Le propos d’une pensée critique n’est pas de lutter contre une partie de l’art dit contemporain qui a à se corriger et s’améliorer par lui-même. C’est plutôt de susciter le désir de résistance au tout technologique et au tout débraillé prétendument artistique, et ainsi d’organiser chez chacun potentiellement un goût pour le travail manuel, sa pratique, son apprentissage et y trouver un équilibre intellectuel et physique face aux choses concrètes que sont la main, l’outil, la matière en union avec une connaissance sensible de la poésie.
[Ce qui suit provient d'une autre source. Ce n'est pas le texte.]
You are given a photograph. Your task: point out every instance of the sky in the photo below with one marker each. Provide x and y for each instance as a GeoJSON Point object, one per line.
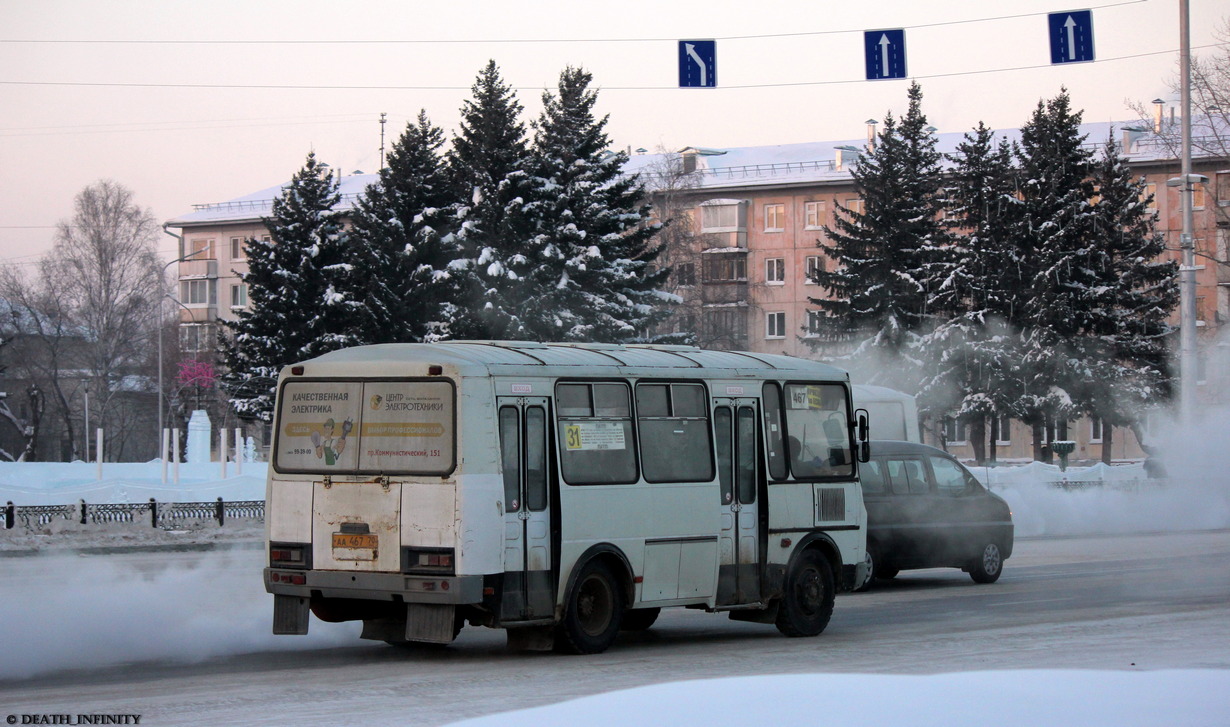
{"type": "Point", "coordinates": [191, 102]}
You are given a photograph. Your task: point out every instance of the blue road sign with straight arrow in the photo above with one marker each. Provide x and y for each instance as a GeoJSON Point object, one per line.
{"type": "Point", "coordinates": [886, 54]}
{"type": "Point", "coordinates": [698, 64]}
{"type": "Point", "coordinates": [1071, 36]}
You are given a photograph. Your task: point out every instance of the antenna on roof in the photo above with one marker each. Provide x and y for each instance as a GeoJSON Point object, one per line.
{"type": "Point", "coordinates": [383, 115]}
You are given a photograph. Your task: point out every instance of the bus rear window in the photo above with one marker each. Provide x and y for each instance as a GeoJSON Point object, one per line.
{"type": "Point", "coordinates": [365, 427]}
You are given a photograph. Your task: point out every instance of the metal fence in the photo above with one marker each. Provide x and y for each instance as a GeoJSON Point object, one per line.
{"type": "Point", "coordinates": [158, 514]}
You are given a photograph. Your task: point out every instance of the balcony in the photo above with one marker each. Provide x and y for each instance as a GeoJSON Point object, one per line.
{"type": "Point", "coordinates": [198, 268]}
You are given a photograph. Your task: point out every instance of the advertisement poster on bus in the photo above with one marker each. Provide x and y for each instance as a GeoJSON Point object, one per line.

« Pourquoi la société ne connaît et ne voit pas l’art ?... Quoi de plus triste à voir pour un artiste que cette exposition de tableaux qu’il fait annuellement…, que cette population qui regarde sans voir (comme si elle tombait des nues) et qui a l’esprit aux affaires financières. C’est cependant pour elle que tout cela fut fait, car l’artiste, au contact de ce monde d’argent a dégénéré et ne remplit plus sa mission. Ce n’est plus lui qui imprime son gant au monde, c’est le monde qui lui imprime son gant, si bien que de l’art nous sommes tombés dans la mode. Mais aussi que faire devant un siècle qui voit exclusivement ses jouissances dans le matérialisme ? Comme ainsi fait qu’on apprécie un homme à sa richesse, l’esprit a ployé sous l’argent. L’artiste est marchand aussi. Sur cent-quinze camarades… combien cherchent ? on en découvre parfois une dizaine qui marchent à la découverte, observent, imaginent, créent, innovent, et sur lesquels seulement se fonde l’espoir des temps. » Gustave Courbet, après la Commune de Paris. (Extrait de ses manuscrits conservés au Cabinet des Estampes de la Bibliothèque Nationale).